Originally Posted by red81
^ ceramics friend:
have her set up a linked in account , listing her company and her skills. have her connect with a few friends and set up a "network" there. eventually a name will pop up that might help her.
Originally Posted by Abraxis
Yup the startup I was at abused the hell out of Stanford/Berkeley/Ivy unpaid interns who were happy to do social media/brand awareness stuff part time just for the experience. (As well as cold calling, sales, operations and account management and design work).
A lot of really talented college kids live in fear of the job search process and so internships, even unpaid, doing tech-stuff is really attractive and a lot of them are very tech-savy (naturally). Imo should pay them though after they've ramped up and demonstrated value through, but we were broke I guess.
Originally Posted by snowmanxl
Notwithit, Maybe she could join some type of online ceramacist community.
I've met a bunch of ppl thanks to StyleForum
Thanks for the input...I'll keep badgering her to get more into the professional networking stuff (which she kind of hates) and the exploitation of well-meaning college students (which sounds kinda fun).
Originally Posted by Biggskip @notwithit
Something your friend may need to think about is scalability. If your friend is so busy on the production side that she isn't able to maintain her etsy page AND
the sale of all her goods at that work rate generates, let's say $50k a year in revenue, then she has a problem. It won't really matter how big her presence gets, she won't have the capacity to meet the demand.

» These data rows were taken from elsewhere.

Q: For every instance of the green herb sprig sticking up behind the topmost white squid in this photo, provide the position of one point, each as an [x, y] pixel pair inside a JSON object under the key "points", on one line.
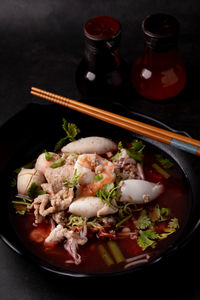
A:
{"points": [[71, 131]]}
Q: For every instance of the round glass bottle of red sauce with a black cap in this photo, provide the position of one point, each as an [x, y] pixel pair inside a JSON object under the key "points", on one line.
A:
{"points": [[159, 72]]}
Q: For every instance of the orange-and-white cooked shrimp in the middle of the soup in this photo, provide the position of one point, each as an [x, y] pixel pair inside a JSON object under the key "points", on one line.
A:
{"points": [[95, 171]]}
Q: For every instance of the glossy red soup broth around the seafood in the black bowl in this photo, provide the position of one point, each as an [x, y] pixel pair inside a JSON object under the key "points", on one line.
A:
{"points": [[175, 197]]}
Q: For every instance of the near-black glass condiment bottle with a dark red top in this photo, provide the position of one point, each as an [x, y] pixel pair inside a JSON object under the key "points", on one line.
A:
{"points": [[101, 71]]}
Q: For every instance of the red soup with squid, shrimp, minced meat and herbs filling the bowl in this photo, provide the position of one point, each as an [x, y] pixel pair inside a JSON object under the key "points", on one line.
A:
{"points": [[97, 206]]}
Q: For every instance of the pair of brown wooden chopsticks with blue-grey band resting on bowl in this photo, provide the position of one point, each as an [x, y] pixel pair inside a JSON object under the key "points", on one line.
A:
{"points": [[167, 137]]}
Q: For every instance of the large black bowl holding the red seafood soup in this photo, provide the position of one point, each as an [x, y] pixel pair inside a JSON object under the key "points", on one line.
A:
{"points": [[38, 127]]}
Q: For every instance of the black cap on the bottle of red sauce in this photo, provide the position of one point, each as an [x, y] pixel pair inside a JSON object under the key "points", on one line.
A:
{"points": [[161, 32]]}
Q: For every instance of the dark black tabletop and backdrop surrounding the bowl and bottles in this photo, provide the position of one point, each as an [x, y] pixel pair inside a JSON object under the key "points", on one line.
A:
{"points": [[41, 45]]}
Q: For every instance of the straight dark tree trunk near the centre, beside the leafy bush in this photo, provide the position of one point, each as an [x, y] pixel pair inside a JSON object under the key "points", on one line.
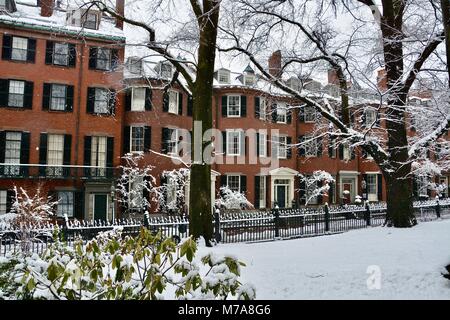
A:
{"points": [[200, 206]]}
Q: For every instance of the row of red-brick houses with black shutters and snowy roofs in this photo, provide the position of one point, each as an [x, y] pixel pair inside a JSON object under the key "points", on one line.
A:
{"points": [[67, 131]]}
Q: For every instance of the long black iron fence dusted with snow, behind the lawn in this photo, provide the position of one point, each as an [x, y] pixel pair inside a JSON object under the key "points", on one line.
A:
{"points": [[229, 226]]}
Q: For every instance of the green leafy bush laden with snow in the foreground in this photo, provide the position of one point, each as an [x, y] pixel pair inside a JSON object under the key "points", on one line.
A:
{"points": [[115, 267]]}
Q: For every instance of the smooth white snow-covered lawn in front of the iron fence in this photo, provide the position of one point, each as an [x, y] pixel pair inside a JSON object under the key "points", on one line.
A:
{"points": [[410, 262]]}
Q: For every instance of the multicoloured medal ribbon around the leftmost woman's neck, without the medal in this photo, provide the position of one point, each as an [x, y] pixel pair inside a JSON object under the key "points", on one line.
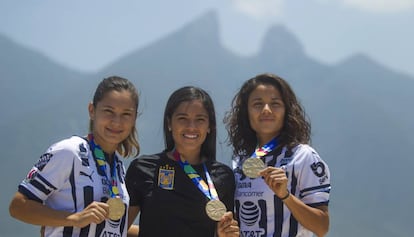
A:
{"points": [[99, 156]]}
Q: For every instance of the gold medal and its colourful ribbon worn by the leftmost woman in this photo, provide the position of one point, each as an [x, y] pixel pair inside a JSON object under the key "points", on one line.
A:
{"points": [[116, 205]]}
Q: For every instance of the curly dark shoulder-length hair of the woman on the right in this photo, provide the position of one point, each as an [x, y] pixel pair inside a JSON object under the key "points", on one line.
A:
{"points": [[296, 126]]}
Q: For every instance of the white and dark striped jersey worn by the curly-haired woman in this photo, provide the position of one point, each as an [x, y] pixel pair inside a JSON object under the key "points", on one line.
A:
{"points": [[260, 212]]}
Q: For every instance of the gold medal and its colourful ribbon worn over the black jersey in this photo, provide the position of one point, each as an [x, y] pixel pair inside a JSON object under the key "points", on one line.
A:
{"points": [[215, 209]]}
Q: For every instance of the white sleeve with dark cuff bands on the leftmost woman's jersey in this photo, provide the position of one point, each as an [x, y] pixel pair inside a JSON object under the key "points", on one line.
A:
{"points": [[49, 173]]}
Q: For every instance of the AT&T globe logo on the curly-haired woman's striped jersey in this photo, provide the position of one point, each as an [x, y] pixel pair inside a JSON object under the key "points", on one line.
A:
{"points": [[250, 215]]}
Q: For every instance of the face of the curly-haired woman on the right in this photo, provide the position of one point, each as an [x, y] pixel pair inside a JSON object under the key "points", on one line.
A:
{"points": [[266, 112]]}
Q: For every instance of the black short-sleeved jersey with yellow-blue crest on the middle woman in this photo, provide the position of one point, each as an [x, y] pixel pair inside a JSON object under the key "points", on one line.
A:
{"points": [[170, 203]]}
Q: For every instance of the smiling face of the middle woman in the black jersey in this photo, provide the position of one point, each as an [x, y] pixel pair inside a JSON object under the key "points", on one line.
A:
{"points": [[189, 126]]}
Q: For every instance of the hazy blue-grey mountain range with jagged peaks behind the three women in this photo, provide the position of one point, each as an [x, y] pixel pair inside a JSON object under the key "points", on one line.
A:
{"points": [[359, 109]]}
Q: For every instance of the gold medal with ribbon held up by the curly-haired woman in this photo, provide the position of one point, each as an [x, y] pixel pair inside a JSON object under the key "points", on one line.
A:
{"points": [[253, 165]]}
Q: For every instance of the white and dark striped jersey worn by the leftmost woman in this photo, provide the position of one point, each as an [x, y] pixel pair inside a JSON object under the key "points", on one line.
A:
{"points": [[67, 178]]}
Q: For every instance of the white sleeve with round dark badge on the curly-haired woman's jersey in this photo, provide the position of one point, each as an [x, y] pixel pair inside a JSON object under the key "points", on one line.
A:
{"points": [[313, 176]]}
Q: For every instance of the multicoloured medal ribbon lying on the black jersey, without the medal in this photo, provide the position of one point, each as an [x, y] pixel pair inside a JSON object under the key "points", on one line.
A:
{"points": [[209, 191]]}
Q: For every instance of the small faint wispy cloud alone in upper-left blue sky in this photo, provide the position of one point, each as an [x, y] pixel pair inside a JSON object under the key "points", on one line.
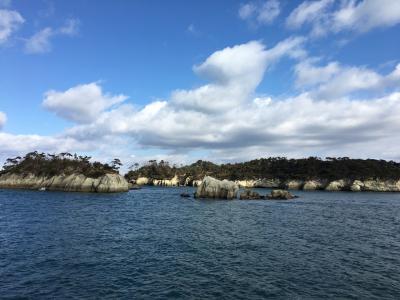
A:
{"points": [[40, 42]]}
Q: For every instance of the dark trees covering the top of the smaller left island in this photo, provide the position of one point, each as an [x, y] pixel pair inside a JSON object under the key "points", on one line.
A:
{"points": [[42, 164]]}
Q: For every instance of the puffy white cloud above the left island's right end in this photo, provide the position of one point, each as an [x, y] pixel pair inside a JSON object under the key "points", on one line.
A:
{"points": [[82, 104]]}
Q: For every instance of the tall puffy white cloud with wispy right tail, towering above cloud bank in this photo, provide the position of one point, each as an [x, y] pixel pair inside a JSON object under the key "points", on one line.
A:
{"points": [[234, 73]]}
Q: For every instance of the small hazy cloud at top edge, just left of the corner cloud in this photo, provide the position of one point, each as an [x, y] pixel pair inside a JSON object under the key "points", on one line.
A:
{"points": [[260, 13]]}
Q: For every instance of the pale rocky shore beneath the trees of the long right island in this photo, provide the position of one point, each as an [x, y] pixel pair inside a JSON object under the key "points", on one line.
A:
{"points": [[370, 185]]}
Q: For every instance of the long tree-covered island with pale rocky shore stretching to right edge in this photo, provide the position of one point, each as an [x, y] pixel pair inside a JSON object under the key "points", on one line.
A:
{"points": [[312, 173]]}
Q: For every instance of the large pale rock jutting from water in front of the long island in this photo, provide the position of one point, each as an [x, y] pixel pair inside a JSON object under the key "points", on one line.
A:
{"points": [[217, 189]]}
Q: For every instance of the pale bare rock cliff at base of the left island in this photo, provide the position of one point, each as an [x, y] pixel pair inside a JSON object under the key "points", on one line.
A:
{"points": [[109, 183]]}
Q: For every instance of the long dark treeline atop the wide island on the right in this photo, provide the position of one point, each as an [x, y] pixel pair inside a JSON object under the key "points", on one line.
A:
{"points": [[275, 167]]}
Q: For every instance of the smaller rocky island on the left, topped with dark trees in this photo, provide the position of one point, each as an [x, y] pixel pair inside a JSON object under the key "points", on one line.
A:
{"points": [[62, 172]]}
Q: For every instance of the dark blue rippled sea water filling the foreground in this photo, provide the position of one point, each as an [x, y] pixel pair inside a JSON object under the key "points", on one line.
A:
{"points": [[153, 244]]}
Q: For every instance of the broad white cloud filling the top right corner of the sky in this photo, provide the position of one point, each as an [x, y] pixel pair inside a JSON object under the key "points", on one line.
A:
{"points": [[359, 16]]}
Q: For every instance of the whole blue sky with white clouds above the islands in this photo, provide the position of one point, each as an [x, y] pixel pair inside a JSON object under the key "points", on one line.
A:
{"points": [[182, 80]]}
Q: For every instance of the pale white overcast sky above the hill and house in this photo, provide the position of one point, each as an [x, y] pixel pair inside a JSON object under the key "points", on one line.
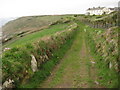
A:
{"points": [[18, 8]]}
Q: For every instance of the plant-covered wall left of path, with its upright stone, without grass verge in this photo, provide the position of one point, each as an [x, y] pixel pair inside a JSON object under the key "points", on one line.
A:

Does she have ability to contract out some of this work? Are all her pieces crafted by her personally?
Look at somebody like @artishard116
, he comes up with a design, sends it off to the manufacturer, and it doesn't really matter if he needs 1 shirt or 100. The manufacturer will be able to acommodate his request with ease. So art is free to spend his time creating his next great design and/or building his brand presence.
This is actually not a huge problem. Splitting time between design and production (plus the little stuff like packing and shipping orders and working with suppliers), she can produce a good amount. She can double it (or thereabouts) if she trains someone to assemble the jewelry (which was part of her former job at a jewelry studio). She could also pay someone to cut and construct the actual pendants, although the work is quite a bit more nuanced and it would be a little more logistically difficult to arrange. That would just leave her with glazing and firing the pieces - she definitely wouldn't give up the glazing part - and developing new designs (which would be sped up by having employees produce the prototypes based on her designs).
Originally Posted by Bam!ChairDance
the absolute best scenario is when you find a model whose body is similar to yours. it's like the rosetta stone of e-commerce
The regularity with which web shops list the model's dimensions as 6'1" (+/- 1") and 160 lbs. (+/- 5 lbs) with a 38" (maybe up to 40") chest is kind of awesome. For me, that is; less so for other people.